Almost all chemical companies have specific and public targets for reducing what are known as scope 1 and 2 emissions: the carbon emitted from their manufacturing processes and from generating the energy to run their overall operations, respectively.
Information about scope 3 emissions—the upstream carbon footprint of raw materials and the downstream emissions associated with the use and disposal of products—is harder to find in sustainability reports and other corporate documents. And most companies don’t include scope 3 emissions in their publicized emission reduction goals.
In 2022, the norm in the chemical industry will start moving from measuring and reporting scope 3 emissions toward making plans and setting public goals to reduce them. The push to do this will come largely from the industry’s customers, which are demanding that suppliers rapidly cut all types of emissions.
David Yankovitz, who leads the chemical group at the consulting firm Deloitte, says scope 3 emissions are on the minds of the industry’s sustainability executives, but few firms have detailed plans to reduce them. Because chemical firms are often far removed from their products’ final uses, he says, it can be hard to calculate scope 3 emissions.
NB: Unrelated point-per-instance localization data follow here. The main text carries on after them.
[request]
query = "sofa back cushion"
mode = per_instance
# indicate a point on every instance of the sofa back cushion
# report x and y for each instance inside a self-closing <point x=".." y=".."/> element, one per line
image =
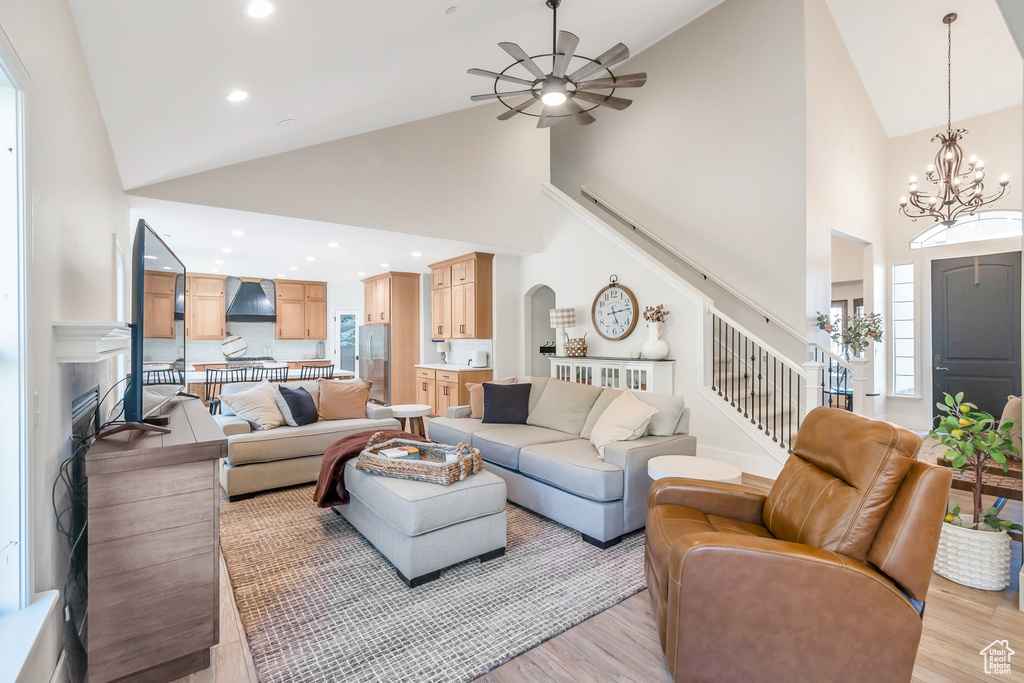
<point x="836" y="488"/>
<point x="564" y="407"/>
<point x="343" y="400"/>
The industrial gas company Linde offers one of the more robust treatments of scope 3 emissions among the firms C&EN analyzed, but even it doesn’t try to make a complete accounting of them. “Linde is at the beginning of numerous value chains and provides many intermediate products with many downstream applications, each of which has a very different GHG profile,” the firm says in its Sustainable Development Report 2020. “Linde does not estimate the downstream emissions associated with the various end uses of all its products.” That sentiment echoes throughout the chemical industry.
Chemical companies have more control over their upstream scope 3 emissions. They can score big cuts by switching from fossil-derived raw materials to biobased and recycled feedstocks, says Robert Kumpf, a chemical and materials specialist at Deloitte. Chemical recycling of plastic is developing quickly, Kumpf says, and approaching commercial scale. “That’s an innovation from the chemical industry that’s being implemented right now and is a way to lower the amount of pure virgin feedstock.”
Even if chemical companies are slow to embrace scope 3 accounting, their consumer-facing customers are barreling ahead. According to the consulting firm McKinsey, $1.5 trillion of the chemical industry’s sales are under scope 3 scrutiny by customers, and 50% of brand owners are promising low-carbon products to consumers.
To get there, brands need their suppliers to cut emissions, Kumpf says. “There’s a broad understanding of the ecosystem aspect. If everyone takes care of their own business, emissions will reduce in scope 1 and scope 2, and that will reduce scope 3. We’re all in this together.”